One reason some children may do this is because it works; there may have been times in the past when he or she complained and because you were feeling stressed and annoyed, you may have just caved in and completed the task for her or let him have something else for dinner. Remember, children learn from experience on what works and what doesn’t, at getting their way.
It doesn’t mean they are awful children or ungrateful. They just do things to get what they want, including getting out of having to follow through on things. And even though you may have experienced a hard childhood, your children just don’t care. You can lecture them all you want about what life was like for you, but if they haven’t experienced it, then they don’t get it.
Two powerful words I encourage you to add to your vocabulary and to practice often when a child complains or whines is “I KNOW.” Silly sounding I’m sure, but I challenge you to try it out. And when you say these two words, say them with a calm, relaxed and almost sympathetic tone. Don’t snap the words and don’t shout them, just a calm and lazy, “I know.”
No matter how ridiculous your child’s complaint sounds, avoid the urge to argue with them, convince them, or come across as demanding. When you hear, “We always have to eat broccoli,” avoid the urge to tell him how healthy broccoli is or how there are starving children in foreign countries; there’s a good chance they aren’t going to listen to you at that moment. If your teen says, “I think it’s stupid that I have to come in by 9:00 PM on a weekend,” you’re going to say, “I know.”

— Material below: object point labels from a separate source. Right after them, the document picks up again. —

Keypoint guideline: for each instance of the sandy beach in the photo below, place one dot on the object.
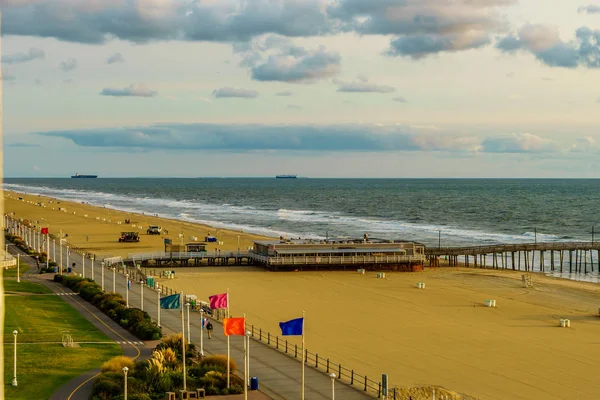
(443, 335)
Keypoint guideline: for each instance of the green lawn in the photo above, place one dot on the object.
(43, 368)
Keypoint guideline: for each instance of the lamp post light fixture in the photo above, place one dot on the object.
(15, 364)
(332, 376)
(158, 291)
(247, 338)
(142, 295)
(125, 369)
(187, 305)
(201, 332)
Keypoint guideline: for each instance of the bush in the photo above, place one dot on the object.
(108, 386)
(116, 364)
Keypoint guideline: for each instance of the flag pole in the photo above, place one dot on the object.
(182, 339)
(245, 361)
(303, 355)
(228, 349)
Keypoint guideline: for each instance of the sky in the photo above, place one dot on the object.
(318, 88)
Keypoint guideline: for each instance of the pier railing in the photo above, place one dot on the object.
(341, 260)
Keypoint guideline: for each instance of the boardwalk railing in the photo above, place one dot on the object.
(502, 248)
(341, 260)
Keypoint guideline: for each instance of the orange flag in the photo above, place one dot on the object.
(234, 326)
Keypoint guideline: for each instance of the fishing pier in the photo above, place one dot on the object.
(572, 257)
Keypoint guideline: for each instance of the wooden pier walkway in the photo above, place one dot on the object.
(574, 257)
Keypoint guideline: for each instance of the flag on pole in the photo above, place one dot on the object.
(218, 301)
(170, 302)
(234, 326)
(294, 327)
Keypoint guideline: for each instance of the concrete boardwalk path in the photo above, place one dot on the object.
(80, 388)
(279, 375)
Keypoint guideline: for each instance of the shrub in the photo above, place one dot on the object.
(116, 364)
(108, 386)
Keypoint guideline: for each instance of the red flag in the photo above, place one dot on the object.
(234, 326)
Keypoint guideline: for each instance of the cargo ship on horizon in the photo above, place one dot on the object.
(83, 176)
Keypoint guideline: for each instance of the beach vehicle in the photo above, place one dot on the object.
(129, 237)
(154, 230)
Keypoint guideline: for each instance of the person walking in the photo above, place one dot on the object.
(209, 329)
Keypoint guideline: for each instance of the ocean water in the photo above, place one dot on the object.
(452, 212)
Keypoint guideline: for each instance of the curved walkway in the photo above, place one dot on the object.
(80, 388)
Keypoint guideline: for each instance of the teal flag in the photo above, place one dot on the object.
(172, 301)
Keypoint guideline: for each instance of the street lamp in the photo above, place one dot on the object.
(187, 305)
(332, 376)
(158, 291)
(15, 365)
(248, 355)
(201, 332)
(127, 291)
(142, 295)
(125, 369)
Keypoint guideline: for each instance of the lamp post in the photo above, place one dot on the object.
(248, 355)
(142, 295)
(187, 305)
(201, 332)
(15, 365)
(332, 376)
(158, 291)
(125, 369)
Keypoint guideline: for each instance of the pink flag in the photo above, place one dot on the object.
(218, 301)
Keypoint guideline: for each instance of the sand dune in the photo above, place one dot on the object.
(442, 335)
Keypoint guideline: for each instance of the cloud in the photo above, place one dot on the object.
(227, 92)
(589, 9)
(20, 144)
(132, 90)
(518, 143)
(140, 21)
(68, 65)
(275, 58)
(32, 54)
(115, 58)
(543, 41)
(424, 27)
(314, 138)
(362, 86)
(418, 27)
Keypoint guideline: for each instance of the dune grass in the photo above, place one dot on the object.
(43, 367)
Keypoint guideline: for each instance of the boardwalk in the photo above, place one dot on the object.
(279, 375)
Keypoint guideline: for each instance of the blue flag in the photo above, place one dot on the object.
(172, 301)
(293, 327)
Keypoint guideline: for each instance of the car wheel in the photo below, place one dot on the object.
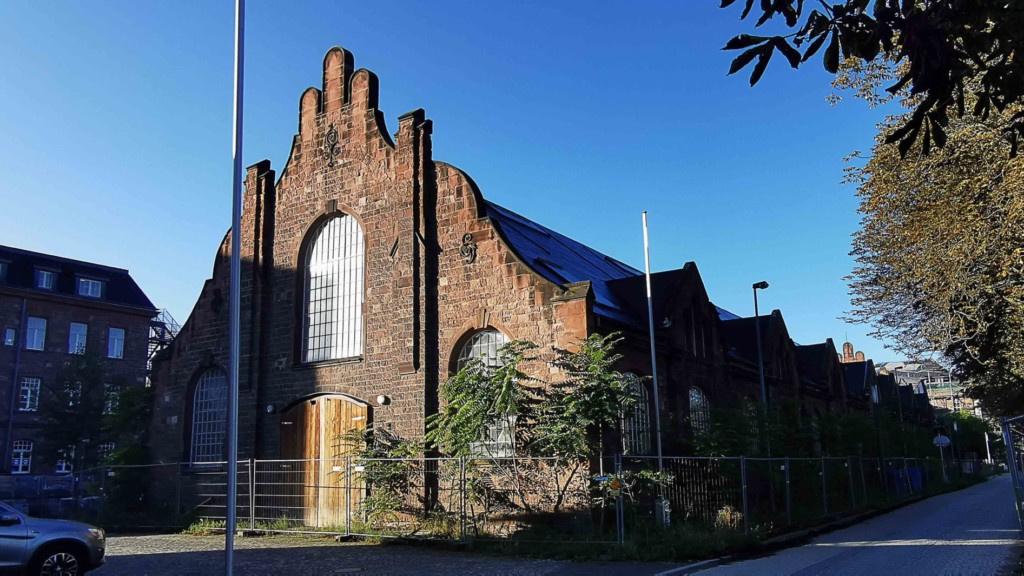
(58, 562)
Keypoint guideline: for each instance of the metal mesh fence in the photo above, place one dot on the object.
(492, 498)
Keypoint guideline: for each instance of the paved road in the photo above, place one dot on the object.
(286, 556)
(973, 531)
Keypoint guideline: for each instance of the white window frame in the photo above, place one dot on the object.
(499, 437)
(74, 392)
(78, 337)
(699, 411)
(104, 450)
(20, 456)
(112, 399)
(35, 337)
(90, 288)
(209, 417)
(334, 291)
(66, 462)
(636, 422)
(44, 279)
(28, 396)
(116, 342)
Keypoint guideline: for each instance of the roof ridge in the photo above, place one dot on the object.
(61, 258)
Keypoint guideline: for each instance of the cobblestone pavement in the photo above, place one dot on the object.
(972, 531)
(196, 556)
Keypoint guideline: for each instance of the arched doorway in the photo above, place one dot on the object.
(309, 437)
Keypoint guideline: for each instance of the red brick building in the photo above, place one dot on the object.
(371, 271)
(51, 307)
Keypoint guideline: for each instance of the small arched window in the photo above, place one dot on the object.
(699, 411)
(209, 417)
(333, 312)
(482, 345)
(499, 438)
(636, 423)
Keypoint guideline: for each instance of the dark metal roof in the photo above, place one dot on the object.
(119, 287)
(740, 336)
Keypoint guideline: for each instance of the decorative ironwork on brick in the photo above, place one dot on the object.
(468, 249)
(333, 148)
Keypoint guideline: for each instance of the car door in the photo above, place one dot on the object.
(13, 539)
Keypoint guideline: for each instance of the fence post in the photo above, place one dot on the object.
(252, 494)
(824, 488)
(620, 513)
(863, 483)
(464, 534)
(742, 482)
(177, 495)
(849, 472)
(348, 496)
(788, 494)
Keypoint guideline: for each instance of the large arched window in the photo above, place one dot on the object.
(499, 438)
(636, 421)
(333, 314)
(699, 411)
(209, 417)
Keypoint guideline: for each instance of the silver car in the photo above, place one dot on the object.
(39, 546)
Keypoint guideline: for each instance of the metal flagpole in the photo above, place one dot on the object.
(653, 360)
(662, 504)
(236, 293)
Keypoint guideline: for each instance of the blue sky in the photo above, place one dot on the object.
(116, 133)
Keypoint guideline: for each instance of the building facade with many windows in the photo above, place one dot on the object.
(51, 307)
(371, 273)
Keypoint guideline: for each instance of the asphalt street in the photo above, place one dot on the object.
(973, 531)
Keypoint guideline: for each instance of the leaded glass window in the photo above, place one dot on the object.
(499, 439)
(333, 324)
(636, 421)
(699, 411)
(209, 417)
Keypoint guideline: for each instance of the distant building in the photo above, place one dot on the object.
(944, 392)
(51, 307)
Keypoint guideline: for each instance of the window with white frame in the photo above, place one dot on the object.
(20, 458)
(499, 437)
(104, 450)
(116, 342)
(35, 337)
(333, 320)
(66, 460)
(636, 421)
(89, 287)
(699, 411)
(44, 279)
(74, 393)
(28, 396)
(77, 336)
(209, 417)
(112, 399)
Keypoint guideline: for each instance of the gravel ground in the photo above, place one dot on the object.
(972, 531)
(187, 556)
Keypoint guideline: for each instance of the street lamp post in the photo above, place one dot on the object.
(757, 327)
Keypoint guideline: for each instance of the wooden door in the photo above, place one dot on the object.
(309, 436)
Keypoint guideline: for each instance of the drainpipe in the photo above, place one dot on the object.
(18, 344)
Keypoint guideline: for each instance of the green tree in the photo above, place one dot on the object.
(952, 56)
(940, 255)
(77, 411)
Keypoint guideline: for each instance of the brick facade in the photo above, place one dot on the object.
(438, 266)
(59, 307)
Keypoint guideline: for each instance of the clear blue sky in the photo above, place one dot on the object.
(116, 127)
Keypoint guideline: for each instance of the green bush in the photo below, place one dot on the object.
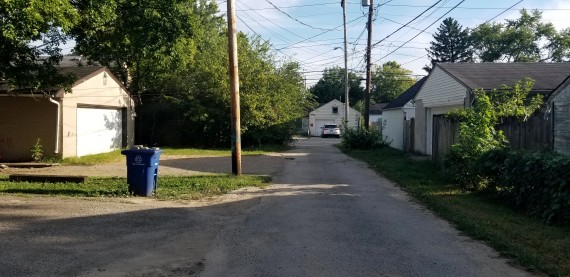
(360, 138)
(536, 183)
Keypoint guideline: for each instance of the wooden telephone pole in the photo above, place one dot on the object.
(368, 68)
(346, 102)
(234, 90)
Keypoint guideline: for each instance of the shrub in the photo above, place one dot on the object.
(536, 183)
(477, 133)
(37, 151)
(360, 138)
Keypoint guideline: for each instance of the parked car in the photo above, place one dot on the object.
(330, 130)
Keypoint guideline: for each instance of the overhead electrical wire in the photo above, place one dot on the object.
(421, 32)
(297, 20)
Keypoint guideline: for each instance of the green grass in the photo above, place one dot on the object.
(109, 157)
(171, 188)
(527, 241)
(116, 156)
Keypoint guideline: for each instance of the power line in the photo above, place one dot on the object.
(405, 25)
(297, 20)
(423, 30)
(320, 34)
(503, 11)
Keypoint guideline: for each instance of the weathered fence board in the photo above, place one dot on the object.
(408, 135)
(533, 134)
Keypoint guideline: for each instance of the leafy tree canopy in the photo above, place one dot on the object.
(389, 81)
(520, 40)
(140, 40)
(331, 86)
(451, 44)
(31, 32)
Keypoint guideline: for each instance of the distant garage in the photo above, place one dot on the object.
(331, 113)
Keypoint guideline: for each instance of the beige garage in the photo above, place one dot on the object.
(96, 117)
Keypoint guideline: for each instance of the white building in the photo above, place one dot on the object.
(396, 112)
(331, 113)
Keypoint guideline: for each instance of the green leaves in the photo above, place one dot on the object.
(46, 25)
(477, 133)
(520, 40)
(331, 86)
(451, 43)
(389, 81)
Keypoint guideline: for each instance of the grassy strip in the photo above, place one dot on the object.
(528, 241)
(171, 188)
(116, 156)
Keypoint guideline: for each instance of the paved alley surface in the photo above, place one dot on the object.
(325, 215)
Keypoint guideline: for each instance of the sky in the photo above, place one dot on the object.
(311, 31)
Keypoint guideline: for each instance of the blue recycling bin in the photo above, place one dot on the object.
(142, 170)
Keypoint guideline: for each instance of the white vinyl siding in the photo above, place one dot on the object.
(430, 112)
(394, 127)
(440, 89)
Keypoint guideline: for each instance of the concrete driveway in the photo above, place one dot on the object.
(326, 215)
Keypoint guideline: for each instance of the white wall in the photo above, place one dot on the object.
(439, 94)
(440, 89)
(430, 112)
(99, 90)
(394, 128)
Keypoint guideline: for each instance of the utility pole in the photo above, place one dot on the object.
(368, 68)
(346, 102)
(234, 90)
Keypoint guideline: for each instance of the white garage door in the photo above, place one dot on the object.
(320, 123)
(98, 130)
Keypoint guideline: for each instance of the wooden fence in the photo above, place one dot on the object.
(445, 133)
(533, 134)
(408, 135)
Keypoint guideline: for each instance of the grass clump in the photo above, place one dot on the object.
(116, 156)
(528, 241)
(171, 188)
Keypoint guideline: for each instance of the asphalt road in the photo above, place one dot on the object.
(326, 215)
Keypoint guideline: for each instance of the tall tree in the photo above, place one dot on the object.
(451, 44)
(389, 81)
(331, 86)
(31, 33)
(137, 39)
(519, 40)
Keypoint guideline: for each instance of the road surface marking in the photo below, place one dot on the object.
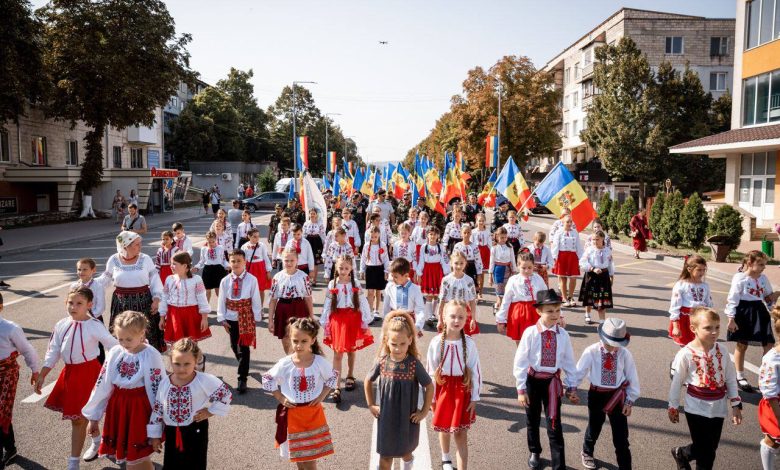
(45, 391)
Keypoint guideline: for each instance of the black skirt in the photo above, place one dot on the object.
(596, 290)
(213, 275)
(375, 277)
(754, 324)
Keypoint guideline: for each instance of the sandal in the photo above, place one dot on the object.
(349, 384)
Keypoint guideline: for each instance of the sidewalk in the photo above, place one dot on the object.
(26, 239)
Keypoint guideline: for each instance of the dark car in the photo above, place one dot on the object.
(266, 200)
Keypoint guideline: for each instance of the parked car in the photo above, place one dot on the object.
(267, 200)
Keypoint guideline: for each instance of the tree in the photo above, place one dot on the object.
(112, 63)
(693, 222)
(20, 59)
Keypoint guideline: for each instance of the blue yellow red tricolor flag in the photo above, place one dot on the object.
(559, 189)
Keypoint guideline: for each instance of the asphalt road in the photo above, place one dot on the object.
(244, 439)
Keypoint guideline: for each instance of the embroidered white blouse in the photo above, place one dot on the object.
(744, 287)
(287, 378)
(125, 370)
(519, 289)
(689, 295)
(177, 406)
(184, 293)
(76, 342)
(453, 363)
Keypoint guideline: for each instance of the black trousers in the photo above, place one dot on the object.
(195, 438)
(705, 434)
(241, 352)
(537, 391)
(617, 421)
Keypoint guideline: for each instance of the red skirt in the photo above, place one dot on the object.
(686, 335)
(73, 387)
(345, 331)
(286, 309)
(258, 270)
(567, 264)
(431, 278)
(521, 315)
(124, 430)
(183, 322)
(450, 403)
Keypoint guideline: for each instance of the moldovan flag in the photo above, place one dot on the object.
(559, 189)
(491, 151)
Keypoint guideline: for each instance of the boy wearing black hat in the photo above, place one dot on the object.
(614, 387)
(544, 351)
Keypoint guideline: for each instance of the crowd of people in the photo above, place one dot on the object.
(414, 270)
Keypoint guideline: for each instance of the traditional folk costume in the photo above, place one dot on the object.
(503, 263)
(710, 380)
(239, 305)
(183, 305)
(125, 392)
(302, 432)
(453, 288)
(686, 296)
(258, 263)
(375, 265)
(345, 324)
(173, 415)
(12, 343)
(541, 356)
(452, 398)
(398, 392)
(746, 304)
(542, 260)
(432, 267)
(76, 343)
(566, 251)
(213, 265)
(517, 309)
(290, 291)
(596, 289)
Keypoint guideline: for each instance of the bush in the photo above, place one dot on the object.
(693, 223)
(727, 222)
(670, 220)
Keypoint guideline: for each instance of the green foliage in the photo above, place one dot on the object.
(727, 222)
(670, 220)
(693, 223)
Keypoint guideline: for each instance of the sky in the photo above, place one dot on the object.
(389, 96)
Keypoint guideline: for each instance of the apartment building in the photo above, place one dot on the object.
(752, 147)
(705, 44)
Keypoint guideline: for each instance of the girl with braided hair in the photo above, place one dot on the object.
(453, 361)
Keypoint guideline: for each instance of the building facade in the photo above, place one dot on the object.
(705, 44)
(752, 146)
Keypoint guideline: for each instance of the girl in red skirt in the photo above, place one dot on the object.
(566, 252)
(290, 298)
(430, 269)
(689, 292)
(75, 339)
(258, 263)
(184, 310)
(345, 318)
(453, 362)
(517, 311)
(124, 393)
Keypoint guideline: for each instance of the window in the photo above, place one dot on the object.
(38, 147)
(71, 152)
(719, 46)
(117, 156)
(718, 81)
(674, 45)
(137, 158)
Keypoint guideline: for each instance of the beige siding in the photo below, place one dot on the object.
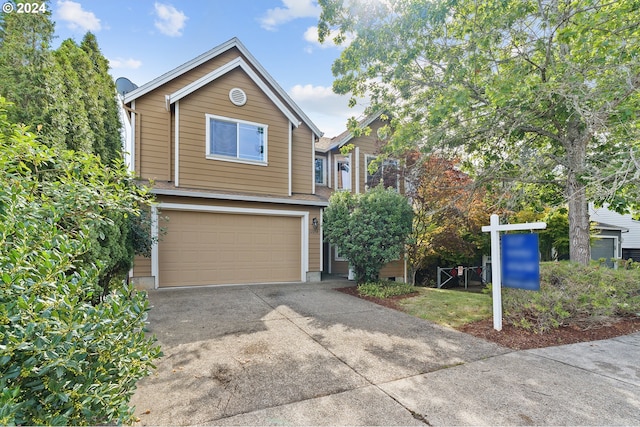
(196, 171)
(392, 270)
(369, 145)
(302, 160)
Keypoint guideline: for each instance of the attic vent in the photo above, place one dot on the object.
(237, 96)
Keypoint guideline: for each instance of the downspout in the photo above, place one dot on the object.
(168, 108)
(155, 264)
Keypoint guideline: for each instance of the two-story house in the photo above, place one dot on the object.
(230, 157)
(338, 171)
(241, 176)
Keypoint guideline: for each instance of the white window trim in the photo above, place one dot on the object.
(336, 159)
(210, 156)
(324, 170)
(304, 229)
(336, 256)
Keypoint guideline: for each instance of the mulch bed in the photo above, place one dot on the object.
(519, 339)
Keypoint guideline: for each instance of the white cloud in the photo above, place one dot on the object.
(170, 20)
(311, 35)
(76, 17)
(293, 9)
(326, 109)
(121, 63)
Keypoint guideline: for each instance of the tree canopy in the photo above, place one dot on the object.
(540, 97)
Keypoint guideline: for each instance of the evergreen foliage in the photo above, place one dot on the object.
(69, 98)
(67, 356)
(370, 228)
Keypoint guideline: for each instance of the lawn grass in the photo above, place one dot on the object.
(448, 307)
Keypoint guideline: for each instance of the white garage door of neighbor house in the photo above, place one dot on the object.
(205, 248)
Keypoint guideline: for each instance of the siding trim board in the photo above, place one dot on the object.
(304, 231)
(236, 197)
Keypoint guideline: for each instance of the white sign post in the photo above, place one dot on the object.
(496, 262)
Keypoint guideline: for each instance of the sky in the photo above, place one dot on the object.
(143, 39)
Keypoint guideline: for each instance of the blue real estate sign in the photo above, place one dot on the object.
(521, 261)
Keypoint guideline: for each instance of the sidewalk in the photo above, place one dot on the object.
(304, 354)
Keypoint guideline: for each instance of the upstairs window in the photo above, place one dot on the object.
(321, 170)
(236, 140)
(387, 173)
(343, 173)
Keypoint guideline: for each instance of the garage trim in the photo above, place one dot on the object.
(304, 229)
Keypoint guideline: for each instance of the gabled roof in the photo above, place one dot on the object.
(201, 59)
(325, 144)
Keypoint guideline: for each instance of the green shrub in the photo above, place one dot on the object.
(385, 289)
(586, 296)
(65, 357)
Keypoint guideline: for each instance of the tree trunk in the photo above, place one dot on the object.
(579, 247)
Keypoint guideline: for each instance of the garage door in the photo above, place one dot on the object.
(204, 248)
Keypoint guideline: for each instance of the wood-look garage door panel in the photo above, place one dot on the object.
(203, 248)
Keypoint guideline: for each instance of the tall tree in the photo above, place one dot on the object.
(541, 93)
(448, 214)
(370, 228)
(26, 65)
(104, 116)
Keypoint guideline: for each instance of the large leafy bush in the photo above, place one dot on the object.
(586, 296)
(65, 356)
(370, 229)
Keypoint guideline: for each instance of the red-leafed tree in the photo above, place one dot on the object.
(449, 212)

Finally, something interesting may occur when saying these two words. After you’ve grown accustomed to using them frequently, some children and teens will actually resist your calm and sympathetic demeanor. Most of my kids and my step kids eventually responded by saying, “Stop saying that, I hate hearing those words!” I would then calmly say, “I know,” and they would run screaming from the room, covering their ears! It became a new “parent power” I never realized I possessed! I was able to stop the whining with very few words or energy.
I’m not recommending that you annoy your children, I’m simply asking you to consider being consistent. You may then find that the whining stops because they don’t want to hear you say, “I know.”